Premise
Even if the project is made to run on Internet Computer, which is related to web3 and cryptos, this article is not about investments, tokens or NFTs. It is not even about Internet Computer itself, but rather bringing with Rust on a no-std environment a framework to build DBMS (Database Management Systems).
Why building a DBMS on Internet Computer?
IC allows people to build decentralized distributed applications, which are installed in containers called canisters and are wasm modules. Usually these are built with Rust.
At the moment one of the biggest limitations of IC and lack of adoption is the lack of proper database solutions.
At the moment if you want to store data on IC you have to use collections with maps and vectors, which are not optimized for large datasets and complex queries.
That's why I started this project: to build a framework that allows people to build DBMS on IC, with features like indexing, querying, transactions and more.
About this blog post series
This is the first blog post of a series where I will document the journey of building this framework. I will share the challenges I face, the solutions I find and the progress I make.
Basically for three reasons:
- This project is huge and extremely complex and I both need to organize my thoughts and have a place where I can document everything.
- I want to create a diary of the development process, which can be useful for other developers who want to build similar projects.
- I want to share my experience with the community. Also eventually I would like to bring this story to conferences and meetups, so having a blog post series can be a good starting point.
What I want to achieve
My goal is to provide a framework which allows people, by just providing the database schema, to build, with the power of proc macros a canister which implements a DBMS with all the features needed to build complex applications.
Concept
The concept I have in mind is to have this kind of flow:
-
The user defines the database schema using Rust structs and annotations.
#[derive(Table)]struct User {#[primary_key]id: Integer,name: Text,email: Text,age: Integer,}#[derive(Table)]struct Post {#[primary_key]id: Integer,title: Text,content: Text,#[foreign_key(table = "User", column = "id")]author_id: Integer,} -
This macro generates all the necessary code we'll see later to define the tables, columns and relationships and memory management.
-
The user sets up the database with a macro call.
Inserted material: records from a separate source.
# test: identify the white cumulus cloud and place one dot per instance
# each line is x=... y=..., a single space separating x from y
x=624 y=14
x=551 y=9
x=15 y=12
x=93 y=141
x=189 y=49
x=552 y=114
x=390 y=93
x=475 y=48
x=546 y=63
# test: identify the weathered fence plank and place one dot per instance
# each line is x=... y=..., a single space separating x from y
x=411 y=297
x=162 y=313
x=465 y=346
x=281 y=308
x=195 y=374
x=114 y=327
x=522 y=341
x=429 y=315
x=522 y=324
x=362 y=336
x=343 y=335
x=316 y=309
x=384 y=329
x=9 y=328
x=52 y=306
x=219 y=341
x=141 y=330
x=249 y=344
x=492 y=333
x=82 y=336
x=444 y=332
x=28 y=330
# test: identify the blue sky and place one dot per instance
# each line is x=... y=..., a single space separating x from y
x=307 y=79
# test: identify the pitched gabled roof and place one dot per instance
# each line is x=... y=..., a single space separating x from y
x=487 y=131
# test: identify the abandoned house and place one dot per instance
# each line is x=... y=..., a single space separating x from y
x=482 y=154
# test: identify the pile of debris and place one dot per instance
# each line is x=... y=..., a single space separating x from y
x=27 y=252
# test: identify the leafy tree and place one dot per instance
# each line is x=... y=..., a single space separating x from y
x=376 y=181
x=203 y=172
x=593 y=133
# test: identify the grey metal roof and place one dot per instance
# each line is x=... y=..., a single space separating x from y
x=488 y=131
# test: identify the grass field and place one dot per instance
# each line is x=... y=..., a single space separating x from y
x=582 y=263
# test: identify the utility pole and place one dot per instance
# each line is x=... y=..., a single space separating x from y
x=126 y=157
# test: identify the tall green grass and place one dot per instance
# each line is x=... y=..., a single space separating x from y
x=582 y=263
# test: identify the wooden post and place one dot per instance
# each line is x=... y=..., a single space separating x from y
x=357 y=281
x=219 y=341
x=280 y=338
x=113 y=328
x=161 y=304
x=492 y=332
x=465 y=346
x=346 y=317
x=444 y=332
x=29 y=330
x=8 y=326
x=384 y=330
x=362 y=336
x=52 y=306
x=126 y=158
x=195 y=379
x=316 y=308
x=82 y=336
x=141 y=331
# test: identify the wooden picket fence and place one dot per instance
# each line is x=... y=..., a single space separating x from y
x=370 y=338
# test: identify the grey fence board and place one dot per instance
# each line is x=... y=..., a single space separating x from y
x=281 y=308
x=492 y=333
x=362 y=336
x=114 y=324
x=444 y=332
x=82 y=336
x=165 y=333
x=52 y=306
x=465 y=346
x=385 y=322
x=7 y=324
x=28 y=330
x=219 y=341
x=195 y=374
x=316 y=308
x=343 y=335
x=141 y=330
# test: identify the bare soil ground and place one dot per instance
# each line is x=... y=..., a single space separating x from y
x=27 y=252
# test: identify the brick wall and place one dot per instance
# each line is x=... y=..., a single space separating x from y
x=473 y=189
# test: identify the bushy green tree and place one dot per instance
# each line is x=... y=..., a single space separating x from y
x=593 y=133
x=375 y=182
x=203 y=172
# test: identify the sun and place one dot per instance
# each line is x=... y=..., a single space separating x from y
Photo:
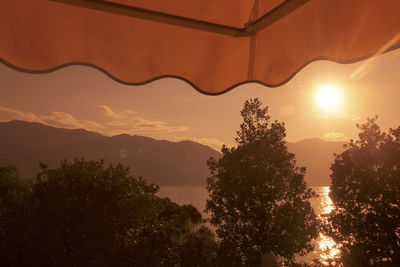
x=329 y=98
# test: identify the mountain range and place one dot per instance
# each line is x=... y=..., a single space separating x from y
x=25 y=144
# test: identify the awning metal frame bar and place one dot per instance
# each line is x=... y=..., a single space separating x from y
x=249 y=29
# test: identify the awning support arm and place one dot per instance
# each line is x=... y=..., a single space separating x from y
x=264 y=21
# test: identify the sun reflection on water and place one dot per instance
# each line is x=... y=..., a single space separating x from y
x=329 y=250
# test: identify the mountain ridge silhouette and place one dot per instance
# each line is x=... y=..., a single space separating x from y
x=167 y=163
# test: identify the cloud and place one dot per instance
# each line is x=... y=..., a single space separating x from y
x=66 y=120
x=335 y=136
x=55 y=119
x=118 y=123
x=106 y=110
x=13 y=114
x=211 y=142
x=127 y=122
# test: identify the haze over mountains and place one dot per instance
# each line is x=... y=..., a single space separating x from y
x=25 y=144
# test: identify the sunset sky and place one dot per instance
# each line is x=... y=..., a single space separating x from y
x=81 y=97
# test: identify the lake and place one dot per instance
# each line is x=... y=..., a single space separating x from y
x=325 y=247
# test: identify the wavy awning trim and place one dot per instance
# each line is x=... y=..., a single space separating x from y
x=42 y=36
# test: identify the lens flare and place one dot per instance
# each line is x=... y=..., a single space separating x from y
x=329 y=98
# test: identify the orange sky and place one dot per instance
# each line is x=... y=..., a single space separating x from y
x=81 y=97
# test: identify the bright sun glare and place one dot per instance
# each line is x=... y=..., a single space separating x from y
x=329 y=98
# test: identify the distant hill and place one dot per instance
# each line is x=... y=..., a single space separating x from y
x=25 y=144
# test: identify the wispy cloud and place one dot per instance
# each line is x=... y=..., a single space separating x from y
x=106 y=110
x=211 y=142
x=117 y=122
x=55 y=119
x=335 y=136
x=128 y=122
x=66 y=120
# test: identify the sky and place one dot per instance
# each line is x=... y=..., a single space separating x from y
x=82 y=97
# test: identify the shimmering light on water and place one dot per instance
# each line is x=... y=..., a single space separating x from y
x=328 y=248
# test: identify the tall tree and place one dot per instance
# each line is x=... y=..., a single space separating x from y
x=86 y=214
x=258 y=199
x=365 y=190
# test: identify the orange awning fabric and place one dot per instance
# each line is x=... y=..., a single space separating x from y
x=213 y=45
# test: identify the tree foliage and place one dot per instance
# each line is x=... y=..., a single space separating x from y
x=365 y=190
x=258 y=199
x=86 y=214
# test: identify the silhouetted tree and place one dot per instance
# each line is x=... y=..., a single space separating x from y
x=86 y=214
x=365 y=190
x=258 y=199
x=12 y=214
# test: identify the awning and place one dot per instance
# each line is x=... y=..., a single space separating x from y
x=213 y=45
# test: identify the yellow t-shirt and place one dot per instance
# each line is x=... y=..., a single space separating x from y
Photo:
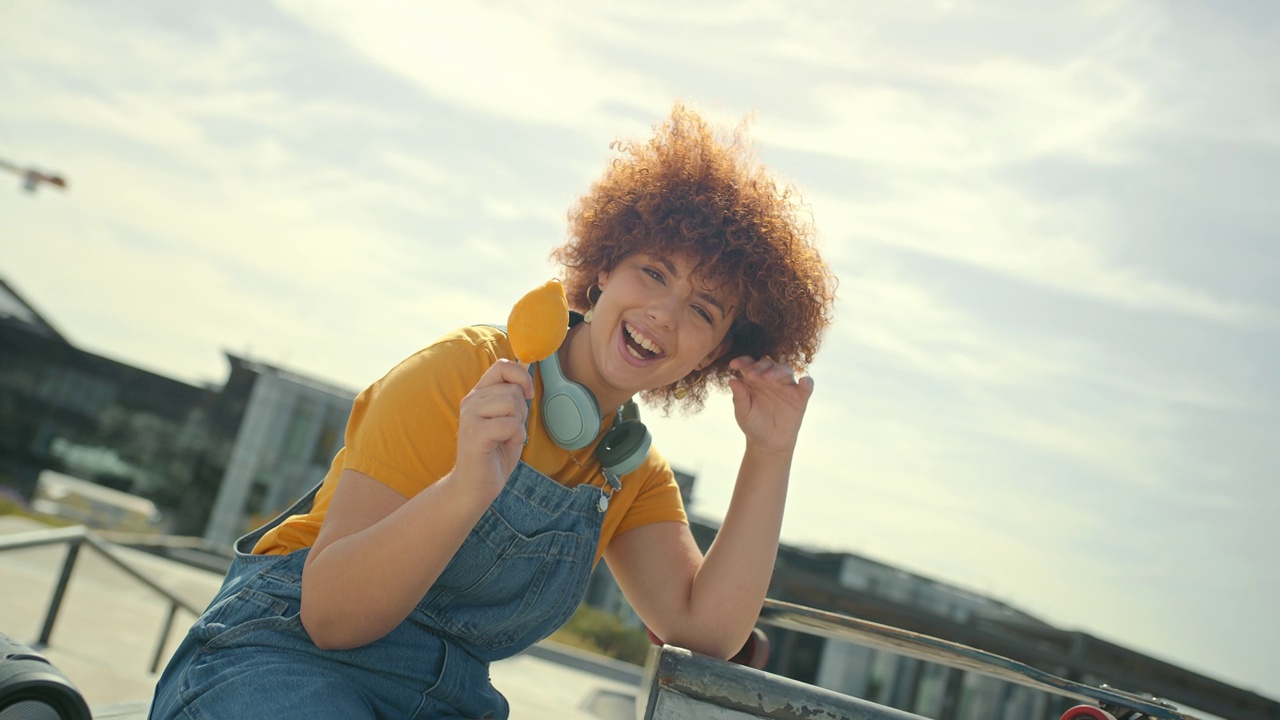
x=403 y=432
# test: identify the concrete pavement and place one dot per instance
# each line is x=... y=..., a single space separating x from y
x=109 y=628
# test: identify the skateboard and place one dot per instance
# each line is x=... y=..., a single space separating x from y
x=1111 y=703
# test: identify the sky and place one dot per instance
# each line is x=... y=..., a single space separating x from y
x=1051 y=377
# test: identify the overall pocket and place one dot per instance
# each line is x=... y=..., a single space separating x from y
x=504 y=588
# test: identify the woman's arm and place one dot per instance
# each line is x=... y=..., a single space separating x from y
x=711 y=604
x=378 y=552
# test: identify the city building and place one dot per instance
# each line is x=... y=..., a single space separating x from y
x=215 y=461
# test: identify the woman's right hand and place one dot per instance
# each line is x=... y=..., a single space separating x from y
x=492 y=425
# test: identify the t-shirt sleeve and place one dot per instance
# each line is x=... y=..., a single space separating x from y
x=658 y=500
x=403 y=429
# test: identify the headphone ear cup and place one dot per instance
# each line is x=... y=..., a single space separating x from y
x=571 y=417
x=624 y=447
x=570 y=411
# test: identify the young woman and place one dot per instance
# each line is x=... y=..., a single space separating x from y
x=460 y=523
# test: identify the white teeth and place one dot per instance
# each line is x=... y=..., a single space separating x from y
x=643 y=342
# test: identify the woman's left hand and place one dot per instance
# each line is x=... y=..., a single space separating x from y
x=768 y=402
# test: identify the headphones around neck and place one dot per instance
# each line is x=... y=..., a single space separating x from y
x=572 y=418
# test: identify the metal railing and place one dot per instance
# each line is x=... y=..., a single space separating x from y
x=74 y=538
ic_dbms_canister! {tables: [User, Post],} -
The macro generates all the canister code with the canister methods to perform CRUD operations, queries, transactions and more.
-
The user can then deploy the canister on IC with the init method which takes the account id which can access the database.
Requirements
Of course since we are building a DBMS on IC we have tons of requirements to take into account:
- The user must be able to store entities with common attributes inside tables which must be stored on the stable memory of the canister.
- The user must be able to perform CRUD operations on the entities.
- The user must be able to perform complex queries with filtering, sorting and pagination.
- The user must be able to define relationships between tables with foreign keys.
- The user must be able to perform transactions with commit and rollback.
- The user must be able to create indexes on columns to optimize queries.
- The user must be able to handle errors and exceptions gracefully.
- The user must be able to create a database canister with simple macros. Basically it must be almost no-code.
- The database must provide Access Control Lists (ACL) to restrict access to the database.
- The database must be optimized for performance and memory usage.
- The user must be able to make migrations to update the database schema without losing data on canister upgrade.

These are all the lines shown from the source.